We will now proceed to the appeal of the Collector of Internal Revenue, who claims that the partnership filed a false or fraudulent return and that, therefore, the surcharge of 25 per cent on the gross receipts of the partnership has not prescribed and that the additional surcharge of 50 per cent for a fraudulent return should also be imposed on the partnership. The evidence of which the Collector of Internal Revenue relies for his claim of fraud on the part of the partnership is the fact that no return was made for the contractor's gross receipts and the further fact that said gross receipts were entered on the partnership books, not upon actual receipt, but on the first day of the month following that in which receipt was actually made. Thus receipts on June 9, 22 and 30, were all posted on July 1, that on August 27, on October 1, those in September 6, 7 and 22, on October 1, and that of March 22, on April 3.

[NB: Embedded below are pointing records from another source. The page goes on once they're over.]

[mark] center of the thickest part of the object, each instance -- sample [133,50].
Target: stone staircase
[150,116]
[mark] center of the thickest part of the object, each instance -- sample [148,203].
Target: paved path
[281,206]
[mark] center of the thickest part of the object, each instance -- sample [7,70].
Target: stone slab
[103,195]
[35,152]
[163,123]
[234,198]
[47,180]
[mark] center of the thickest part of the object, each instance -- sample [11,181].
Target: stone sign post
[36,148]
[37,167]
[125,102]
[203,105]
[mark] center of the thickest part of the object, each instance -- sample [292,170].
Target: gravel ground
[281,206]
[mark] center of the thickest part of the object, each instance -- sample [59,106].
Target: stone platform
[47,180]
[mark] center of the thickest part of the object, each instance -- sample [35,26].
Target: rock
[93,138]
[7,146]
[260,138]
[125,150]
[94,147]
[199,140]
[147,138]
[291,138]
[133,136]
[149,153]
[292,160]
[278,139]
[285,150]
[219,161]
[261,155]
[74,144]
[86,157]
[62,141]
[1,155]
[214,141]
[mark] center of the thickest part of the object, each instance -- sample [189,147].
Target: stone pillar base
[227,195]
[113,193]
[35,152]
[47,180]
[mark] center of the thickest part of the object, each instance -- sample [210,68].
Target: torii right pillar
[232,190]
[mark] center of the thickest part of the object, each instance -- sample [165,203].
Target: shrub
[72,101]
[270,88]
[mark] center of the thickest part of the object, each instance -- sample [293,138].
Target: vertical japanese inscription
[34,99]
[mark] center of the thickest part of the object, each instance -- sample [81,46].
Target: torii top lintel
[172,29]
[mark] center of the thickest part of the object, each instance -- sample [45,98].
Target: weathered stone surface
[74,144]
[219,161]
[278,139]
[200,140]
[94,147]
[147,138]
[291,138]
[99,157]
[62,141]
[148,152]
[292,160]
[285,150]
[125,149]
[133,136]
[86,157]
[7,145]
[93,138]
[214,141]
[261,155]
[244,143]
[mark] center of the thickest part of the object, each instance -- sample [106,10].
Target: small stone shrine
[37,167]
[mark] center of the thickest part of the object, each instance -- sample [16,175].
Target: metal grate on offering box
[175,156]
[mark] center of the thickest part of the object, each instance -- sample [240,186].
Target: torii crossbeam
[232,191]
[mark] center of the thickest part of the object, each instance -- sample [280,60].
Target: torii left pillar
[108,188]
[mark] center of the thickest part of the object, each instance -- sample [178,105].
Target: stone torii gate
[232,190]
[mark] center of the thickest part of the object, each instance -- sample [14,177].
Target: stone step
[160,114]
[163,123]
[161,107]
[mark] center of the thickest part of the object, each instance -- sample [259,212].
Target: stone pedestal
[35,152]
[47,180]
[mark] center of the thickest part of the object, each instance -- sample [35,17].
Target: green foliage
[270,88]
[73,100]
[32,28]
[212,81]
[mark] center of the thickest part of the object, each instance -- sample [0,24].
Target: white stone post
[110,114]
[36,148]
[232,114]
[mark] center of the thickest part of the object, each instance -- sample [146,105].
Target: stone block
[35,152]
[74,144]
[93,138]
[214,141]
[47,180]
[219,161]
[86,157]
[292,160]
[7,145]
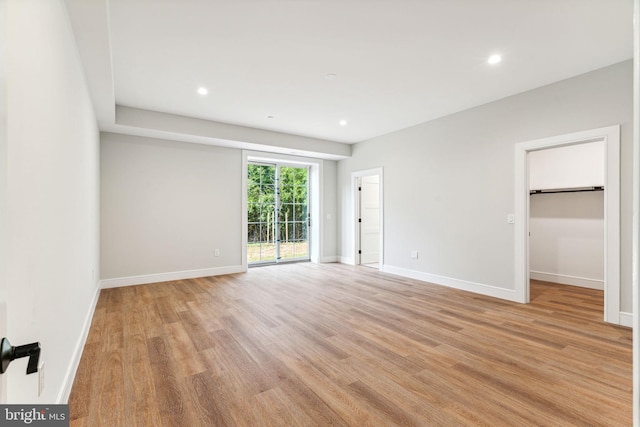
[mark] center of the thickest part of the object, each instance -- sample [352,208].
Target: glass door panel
[277,213]
[261,213]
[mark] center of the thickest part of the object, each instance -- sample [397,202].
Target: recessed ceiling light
[494,59]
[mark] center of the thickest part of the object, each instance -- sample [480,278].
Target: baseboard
[626,319]
[567,280]
[67,384]
[464,285]
[167,277]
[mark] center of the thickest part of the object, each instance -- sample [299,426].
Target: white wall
[51,198]
[566,243]
[329,246]
[448,183]
[567,238]
[166,206]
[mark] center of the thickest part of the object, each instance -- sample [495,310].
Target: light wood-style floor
[335,345]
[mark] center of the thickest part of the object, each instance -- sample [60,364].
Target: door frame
[610,136]
[315,195]
[355,177]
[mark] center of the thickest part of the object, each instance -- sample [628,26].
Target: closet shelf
[567,190]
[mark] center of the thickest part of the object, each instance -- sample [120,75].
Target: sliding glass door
[277,213]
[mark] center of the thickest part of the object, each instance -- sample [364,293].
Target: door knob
[9,353]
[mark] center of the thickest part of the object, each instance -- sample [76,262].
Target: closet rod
[567,190]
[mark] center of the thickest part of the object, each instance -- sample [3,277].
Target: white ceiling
[398,62]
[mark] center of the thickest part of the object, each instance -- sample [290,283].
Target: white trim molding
[168,277]
[610,136]
[355,177]
[564,279]
[626,319]
[70,375]
[464,285]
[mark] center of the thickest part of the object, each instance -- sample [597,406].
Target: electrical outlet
[40,379]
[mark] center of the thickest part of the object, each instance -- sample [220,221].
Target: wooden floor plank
[317,345]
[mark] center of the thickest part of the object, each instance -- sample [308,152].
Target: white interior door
[369,219]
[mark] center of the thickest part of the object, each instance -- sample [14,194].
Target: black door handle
[9,353]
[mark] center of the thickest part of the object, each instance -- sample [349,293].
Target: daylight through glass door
[277,213]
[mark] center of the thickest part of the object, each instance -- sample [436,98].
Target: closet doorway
[368,215]
[278,216]
[610,138]
[566,215]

We agree to the ruling of the court below that the failure to file a return and the late posting of receipts on the books of the partnership are not sufficient to prove the existence of fraud. Fraud is never presumed; good faith is. The two circumstances by themselves can not be said to constitute fraud; they both amount to an error, but not fraud. The partnership could have believed in good faith that the rehabilitation projects undertaken jointly by the U.S. Government and the Philippine Government are to be exempt from taxes. As it was not shown that the partnership knew that receipts from U.S. funds were not exempt from taxes, the presumption of good faith was never rebutted.
We find no error in the decision appealed from, and we therefore affirm it in toto, without costs.1âwphïl.nêt
Paras, C. J., Bengzon, Padilla, Montemayor, Bautista Angelo, Concepcion, Endencia, Barrera, and Gutierrez David, JJ., concur.